3 posts • joined 4 Oct 2009
Service consumption (not delivery) as a core capability
There may be a distinct danger that the only people who understand recursion (all the way down) will have to be born before ’58 (Algol’s bird year) or at least before ‘68 (the Algol refresh). During computer science class my kids today learn how to type in word or powerpoint (I am not kidding).
Now the Achilles heel of OO always was that everyone wanted to build and nobody wanted to consume. The good news is that the core capability of today’s youngsters is consumption (as we just saw, an essential skill for successful IT going forward , see also http://bit.ly/consumerisation).
Too bad today’s standard for IT Service Management (ITIL V3.0) has taken the eye of the consumption ball somewhat and is unlike 1.0 and 2.0 focused almost exclusively on service providers nor service consumers. While the cloud will mean that for the average organization the management of service consumption will be way more important than managing service delivery.
The SMI (Service Measurement Index) as initiated by CA technologies and endorsed by Carnegie Mellon looks like a good first step (just like consumers/buyers of a new TV set , first look up what other consumers found, so should organizations about to consume a new service check out what other organization found of this service. Guess for cloud “reuse” is just as important as it was for OO and thus SOA. So we better hope “reuse” does better this time?

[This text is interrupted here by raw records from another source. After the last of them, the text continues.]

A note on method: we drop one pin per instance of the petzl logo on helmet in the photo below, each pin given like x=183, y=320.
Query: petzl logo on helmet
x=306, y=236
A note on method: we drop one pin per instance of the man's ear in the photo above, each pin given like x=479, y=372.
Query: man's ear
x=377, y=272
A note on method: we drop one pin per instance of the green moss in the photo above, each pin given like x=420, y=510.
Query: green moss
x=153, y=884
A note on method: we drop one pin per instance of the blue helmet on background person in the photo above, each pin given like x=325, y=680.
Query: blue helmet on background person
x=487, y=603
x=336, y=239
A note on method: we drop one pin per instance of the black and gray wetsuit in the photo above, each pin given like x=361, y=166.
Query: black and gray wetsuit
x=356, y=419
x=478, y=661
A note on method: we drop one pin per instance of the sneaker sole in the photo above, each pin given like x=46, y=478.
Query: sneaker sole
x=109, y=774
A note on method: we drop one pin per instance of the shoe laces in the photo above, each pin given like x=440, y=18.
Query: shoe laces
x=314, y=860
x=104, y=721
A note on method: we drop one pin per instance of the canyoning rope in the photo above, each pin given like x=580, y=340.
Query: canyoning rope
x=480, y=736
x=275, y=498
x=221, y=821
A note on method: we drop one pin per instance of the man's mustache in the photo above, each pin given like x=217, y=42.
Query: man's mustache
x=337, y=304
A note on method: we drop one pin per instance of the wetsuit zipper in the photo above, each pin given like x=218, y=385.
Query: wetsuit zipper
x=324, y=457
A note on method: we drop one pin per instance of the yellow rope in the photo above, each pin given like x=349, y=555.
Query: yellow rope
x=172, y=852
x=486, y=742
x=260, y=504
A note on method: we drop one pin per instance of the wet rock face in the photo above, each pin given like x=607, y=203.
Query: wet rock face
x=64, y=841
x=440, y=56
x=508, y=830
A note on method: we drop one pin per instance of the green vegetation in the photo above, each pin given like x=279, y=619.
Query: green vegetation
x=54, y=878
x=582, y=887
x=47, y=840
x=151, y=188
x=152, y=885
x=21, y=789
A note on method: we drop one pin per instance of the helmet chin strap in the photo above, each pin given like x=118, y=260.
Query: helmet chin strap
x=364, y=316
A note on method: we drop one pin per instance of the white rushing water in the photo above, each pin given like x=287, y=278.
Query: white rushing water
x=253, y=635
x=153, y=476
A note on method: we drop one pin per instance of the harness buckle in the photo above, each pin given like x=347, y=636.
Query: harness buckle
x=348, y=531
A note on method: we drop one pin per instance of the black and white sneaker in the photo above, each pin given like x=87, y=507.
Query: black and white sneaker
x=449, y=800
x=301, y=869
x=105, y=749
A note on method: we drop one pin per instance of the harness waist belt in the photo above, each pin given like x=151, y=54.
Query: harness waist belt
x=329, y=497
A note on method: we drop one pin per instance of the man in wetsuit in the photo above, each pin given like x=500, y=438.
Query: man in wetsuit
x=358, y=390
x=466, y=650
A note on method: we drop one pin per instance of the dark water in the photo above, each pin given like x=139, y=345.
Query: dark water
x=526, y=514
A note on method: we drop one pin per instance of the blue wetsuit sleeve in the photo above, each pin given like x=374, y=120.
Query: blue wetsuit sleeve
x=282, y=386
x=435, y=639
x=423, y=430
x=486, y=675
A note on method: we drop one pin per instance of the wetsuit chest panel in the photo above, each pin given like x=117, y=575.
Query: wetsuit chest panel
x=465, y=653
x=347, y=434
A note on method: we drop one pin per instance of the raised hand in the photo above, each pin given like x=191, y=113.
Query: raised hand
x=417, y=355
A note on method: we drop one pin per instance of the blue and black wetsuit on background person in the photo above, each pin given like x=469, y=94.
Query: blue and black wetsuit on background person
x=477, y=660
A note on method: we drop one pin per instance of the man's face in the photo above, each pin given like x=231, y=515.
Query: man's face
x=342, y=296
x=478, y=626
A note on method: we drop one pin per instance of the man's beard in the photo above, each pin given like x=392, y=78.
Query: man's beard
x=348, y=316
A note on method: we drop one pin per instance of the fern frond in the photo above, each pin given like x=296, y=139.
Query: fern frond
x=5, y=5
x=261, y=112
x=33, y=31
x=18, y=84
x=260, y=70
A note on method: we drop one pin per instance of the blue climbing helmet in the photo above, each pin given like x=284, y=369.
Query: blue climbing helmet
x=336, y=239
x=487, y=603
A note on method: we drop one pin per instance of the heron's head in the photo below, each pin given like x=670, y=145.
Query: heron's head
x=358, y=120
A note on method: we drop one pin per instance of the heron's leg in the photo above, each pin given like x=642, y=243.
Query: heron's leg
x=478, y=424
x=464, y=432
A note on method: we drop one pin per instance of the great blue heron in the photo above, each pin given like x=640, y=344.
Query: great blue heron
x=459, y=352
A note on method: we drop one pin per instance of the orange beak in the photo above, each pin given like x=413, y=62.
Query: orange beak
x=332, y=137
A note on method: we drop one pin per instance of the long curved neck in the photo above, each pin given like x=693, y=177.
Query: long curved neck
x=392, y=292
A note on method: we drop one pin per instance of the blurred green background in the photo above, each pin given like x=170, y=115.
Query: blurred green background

John, I agree with your observation, but time to make the transition is a luxury IT cannot afford: “business continues during the refurbishing”. To many IT departments “the cloud” can be seen as a supply chain partner or as a competitor. IT needs to make the same transition that manufacturing made some years ago: from the manager of the factory to orchestrator of the supply chain (I collected some pointers about this at http://bit.ly/GP100227). But, if the head of the factory is too slow in making the transition, a new supply chain czar is likely to be recruited.
Why is it so complex to make IT simple?
We indeed now have business people running business and IT people running IT. The question I would like to ask is: Could we not go back to a situation where we all focus on running the business (servicing the customer), of course each from our own discipline: the sales guy sells, the factory guy manufactures and the IT guy automates and administers the processes? IT alignment is basically a modern ailment (a prosperity disease). When I started, we did not worry about “aligning”, we worried about sales, production, customer commitments, etc..More and more people now see IT as “a factory of services”, and through approaches like Lean IT (adopted/adapted from Lean Manufacturing) they try to make it an efficient factory, focusing on maximizing value (customer value that is) and minimizing waste (like unneeded (IT) complexity). Interested in your view on this movement.